From youth services to adult reentry support to advocacy on behalf of victims of domestic and other violence, ANJC’s programs all saw an increase in supportive services — that is, additional support provided by ANJC that allows individuals to focus on their recovery or reentry.

“None of this was easy,” said Tammy of ensuring that ANJC not only survived the onset of COVID-19, but thrived throughout the pandemic. “None of it was totally efficient. But our participants were never without services.”

This is due in great part to a dedicated staff. ANJC set goals this year to retain staff and to increase Native hire, both of which it did, with a 92 percent retention rate and a 77 percent Native hire rate.

As ANJC grows its staff and its participant base, the organization is also focused on growing statewide partnerships, said Tammy.

“We are going into the community and building our credibility as an organization,” she said. ANJC has partnered with 18 other organizations on statewide grants; the organization has joined forces with a total of 70 community and state partners to bring justice, advocacy, and services to communities across Alaska.

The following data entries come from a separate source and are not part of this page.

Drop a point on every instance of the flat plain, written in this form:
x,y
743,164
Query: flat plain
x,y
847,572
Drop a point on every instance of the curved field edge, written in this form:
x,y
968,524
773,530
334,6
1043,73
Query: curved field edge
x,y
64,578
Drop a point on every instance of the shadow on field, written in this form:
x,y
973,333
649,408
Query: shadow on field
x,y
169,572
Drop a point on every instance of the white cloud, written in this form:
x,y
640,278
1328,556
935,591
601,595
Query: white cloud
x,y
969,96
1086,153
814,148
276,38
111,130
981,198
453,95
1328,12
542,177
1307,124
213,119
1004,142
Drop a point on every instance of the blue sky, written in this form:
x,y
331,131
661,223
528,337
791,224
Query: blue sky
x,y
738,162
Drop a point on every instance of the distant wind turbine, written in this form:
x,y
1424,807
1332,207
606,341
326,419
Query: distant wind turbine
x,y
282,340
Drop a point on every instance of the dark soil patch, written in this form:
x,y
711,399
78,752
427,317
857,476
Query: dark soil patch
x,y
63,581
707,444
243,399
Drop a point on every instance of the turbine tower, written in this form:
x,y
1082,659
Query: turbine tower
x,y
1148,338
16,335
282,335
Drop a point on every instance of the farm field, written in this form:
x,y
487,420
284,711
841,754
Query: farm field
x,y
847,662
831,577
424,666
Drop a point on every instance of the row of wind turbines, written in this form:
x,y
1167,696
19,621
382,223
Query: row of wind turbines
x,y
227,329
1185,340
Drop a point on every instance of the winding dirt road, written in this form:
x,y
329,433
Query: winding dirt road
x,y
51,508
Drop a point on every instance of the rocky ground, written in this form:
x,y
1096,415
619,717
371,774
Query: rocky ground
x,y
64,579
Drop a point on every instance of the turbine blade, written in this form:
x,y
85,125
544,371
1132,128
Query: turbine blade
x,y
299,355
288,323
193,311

“As an organization, we’re being recognized in ways we haven’t before,” Tammy elaborated. “We’re being asked to present, to come to meetings, to have a seat at the table. We’re growing with all the work we’ve done, and that really comes down to our employees. We’re only as strong as our staff, and we put in a lot of work to make sure we’re doing the things we say we’ll do.”

Looking Ahead to 2021

As ANJC closes out 2020, the organization has set new goals for the coming year:

  • After building a plan and holding a strategic session for rolling out a new program for Elders who are victims of violent crime, ANJC is poised to work with partners to launch this service in 2021.
  • Two grants involving five new partners are allowing ANJC to expand human trafficking prevention efforts statewide.
  • The legal team will continue to expand training for Alaska Tribes’ ICWA workers and is drafting an ICWA worker’s handbook.
  • Legal will also begin providing support with the variance process for people with certain kinds of criminal convictions.